Barang bukti yang dimusnahkan terdiri dari berbagai kasus pengungkapan di sejumlah lokasi di Kota Pematangsiantar.
Barang bukti narkotika yang dimusnahkan yaitu, ganja 77.836,92 gram atau sekitar 77,8 kilogram dan sabu-sabu 1.122,69 gram atau sekitar 1,1 kilogram.
Wesly Silalahi dalam sambutannya menyampaikan apresiasi ke Polres Pematangsiantar dan seluruh jajaran aparat penegak hukum yang telah bekerja keras memberantas peredaran narkotika di kota ini.
Wesly Silalahi dalam postingan di Facebook @Pemko Pematangsiantar yang terlihat POSMETRO MEDAN pada Rabu 10 Juni 2026 mengutarakan, pemusnahan barang bukti narkotika bukan sekadar kegiatan seremonial atau bagian proses hukum semata.
Namun, kata dia, lebih dari itu. Kegiatan ini menjadi simbol komitmen bersama tak ada ruang bagi peredaran dan penyalahgunaan narkoba di kota ini.
Wesly Silalahi mengajak semua untuk meningkatkan kewaspadaan serta memperkuat pengawasan terhadap ancaman narkoba.
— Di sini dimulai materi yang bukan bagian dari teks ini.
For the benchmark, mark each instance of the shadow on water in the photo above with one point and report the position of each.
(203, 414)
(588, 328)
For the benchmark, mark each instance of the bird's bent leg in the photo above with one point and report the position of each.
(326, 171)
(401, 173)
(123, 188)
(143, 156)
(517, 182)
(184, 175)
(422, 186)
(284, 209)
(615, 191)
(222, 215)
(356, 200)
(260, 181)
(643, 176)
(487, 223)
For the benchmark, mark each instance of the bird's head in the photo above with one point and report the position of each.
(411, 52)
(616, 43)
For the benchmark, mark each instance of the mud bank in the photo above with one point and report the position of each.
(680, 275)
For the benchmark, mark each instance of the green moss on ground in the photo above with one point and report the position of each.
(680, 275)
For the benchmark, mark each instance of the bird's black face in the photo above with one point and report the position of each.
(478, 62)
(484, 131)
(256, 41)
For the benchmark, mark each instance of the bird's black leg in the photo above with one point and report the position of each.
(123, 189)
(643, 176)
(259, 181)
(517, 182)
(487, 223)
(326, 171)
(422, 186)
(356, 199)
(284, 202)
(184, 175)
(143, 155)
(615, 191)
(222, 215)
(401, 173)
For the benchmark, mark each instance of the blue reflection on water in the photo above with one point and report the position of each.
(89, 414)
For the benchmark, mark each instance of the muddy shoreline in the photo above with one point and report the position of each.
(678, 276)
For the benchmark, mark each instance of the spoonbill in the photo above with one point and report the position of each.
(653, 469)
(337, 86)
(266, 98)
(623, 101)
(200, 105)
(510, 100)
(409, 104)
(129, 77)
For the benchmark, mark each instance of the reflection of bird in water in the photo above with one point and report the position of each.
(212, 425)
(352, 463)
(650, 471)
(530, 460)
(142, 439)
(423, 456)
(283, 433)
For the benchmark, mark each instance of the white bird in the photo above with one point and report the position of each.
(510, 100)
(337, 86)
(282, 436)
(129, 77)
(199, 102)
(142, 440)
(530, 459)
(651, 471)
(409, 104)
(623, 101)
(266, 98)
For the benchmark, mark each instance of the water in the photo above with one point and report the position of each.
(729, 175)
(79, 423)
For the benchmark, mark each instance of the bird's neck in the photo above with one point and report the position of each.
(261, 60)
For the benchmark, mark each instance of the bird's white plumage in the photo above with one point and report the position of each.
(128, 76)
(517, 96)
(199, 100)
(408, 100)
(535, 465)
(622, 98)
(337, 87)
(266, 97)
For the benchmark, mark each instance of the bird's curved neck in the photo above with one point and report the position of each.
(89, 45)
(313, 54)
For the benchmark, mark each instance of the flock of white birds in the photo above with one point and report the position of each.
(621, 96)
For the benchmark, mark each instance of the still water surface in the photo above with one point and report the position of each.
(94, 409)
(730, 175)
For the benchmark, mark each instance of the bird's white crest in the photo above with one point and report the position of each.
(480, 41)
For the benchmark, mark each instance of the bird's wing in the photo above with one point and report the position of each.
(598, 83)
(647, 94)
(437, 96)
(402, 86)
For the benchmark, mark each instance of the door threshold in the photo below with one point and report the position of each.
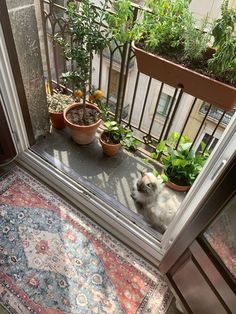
(101, 210)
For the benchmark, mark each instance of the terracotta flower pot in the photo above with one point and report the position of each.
(57, 120)
(212, 91)
(109, 149)
(176, 187)
(81, 134)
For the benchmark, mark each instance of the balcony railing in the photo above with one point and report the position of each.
(138, 101)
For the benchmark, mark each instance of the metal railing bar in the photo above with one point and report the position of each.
(145, 102)
(122, 70)
(214, 131)
(129, 48)
(185, 123)
(199, 130)
(133, 100)
(155, 109)
(173, 113)
(43, 17)
(168, 114)
(100, 69)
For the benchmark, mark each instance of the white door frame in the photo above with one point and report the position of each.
(10, 100)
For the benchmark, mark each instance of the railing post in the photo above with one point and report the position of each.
(46, 44)
(126, 54)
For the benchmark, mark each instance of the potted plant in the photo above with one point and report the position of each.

"Kepada generasi muda Kota Pematangsiantar, saya ingin menyampaikan masa depan bangsa ada di tangan generasi muda. Jangan pernah terlibat dalam penyalahgunaan narkotika, karena sekali terjerumus maka dampaknya dapat menghancurkan masa depan yang telah dibangun susah payah. Akhir kata saya mengucapkan terimakasih kepada Kapolres Pematangsiantar bersama seluruh jajaran atas kerja keras dan dedikasi yang terus dilakukan dalam memberantas peredaran narkoba di kota yang kita cintai ini."
Sebelumnya, Kapolres Pematangsiantar AKBP Sah Udur Togi Marito Sitinjak SH SIK MH mengatakan, dari sejumlah kasus yang diungkap, polisi mengamankan 9 tersangka, dan 3 orang lainnya masih dalam proses penyelidikan intensif.
Pemusnahan barang bukti, sebut Sah Udur, merupakan wujud komitmen Polres Pematangsiantar dalam mendukung program pemberantasan penyalahgunaan dan peredaran gelap narkotika, sekaligus bentuk transparansi kepada masyarakat dalam penanganan perkara narkotika.